Millionaire CEO Needs a Fake Fiancée for a Business Deal—She Steals Everyone’s Heart, Including
The Rhythm of Real Life
Breakfast at the Caldwell estate was served sharply at eight. It was not five minutes before or five minutes after. The table stretched long beneath a vaulted ceiling.
Sunlight filtered through stained glass windows. Lily sat at the edge of a velvet cushioned chair. She tried not to slouch or breathe too loudly.
Toast crackled as the server placed it just so beside her plate. Across from her Ryan scrolled through emails. To his left his grandmother, Eleanor Caldwell, sipped black coffee.

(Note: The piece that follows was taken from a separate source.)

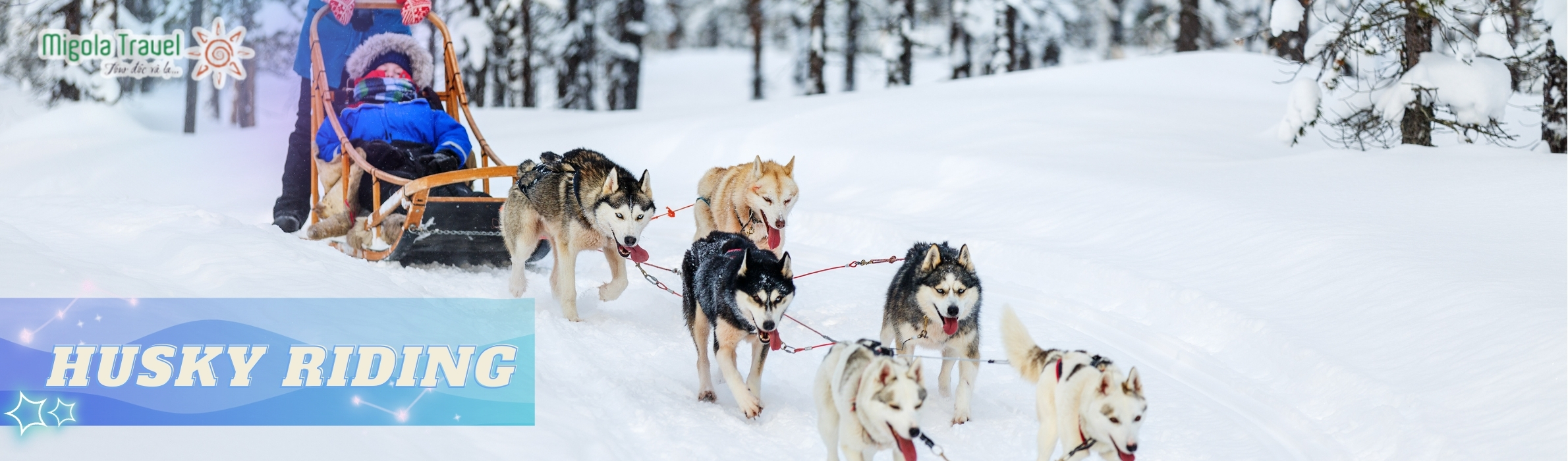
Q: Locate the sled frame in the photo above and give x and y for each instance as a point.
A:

She had the precision of a woman who once ran Wall Street. She held conversations with a single eyebrow lift. Lily stirred her tea in silence. Her fingers brushed the porcelain rim.
This world, this house with its antique chandeliers and library wings, was not hers. But she had promised to play the part for Ryan and for the paycheck she hadn’t dared ask about yet.
She did it for the surgery she might never get in time. Later that day she found herself in the kitchen where the cook, Martha, was struggling with a creme brulee recipe.
“They’ll say it’s too sweet,” Martha muttered, slamming a spoon into the counter.
“Want to try flan?” Lily offered gently, tying back her hair.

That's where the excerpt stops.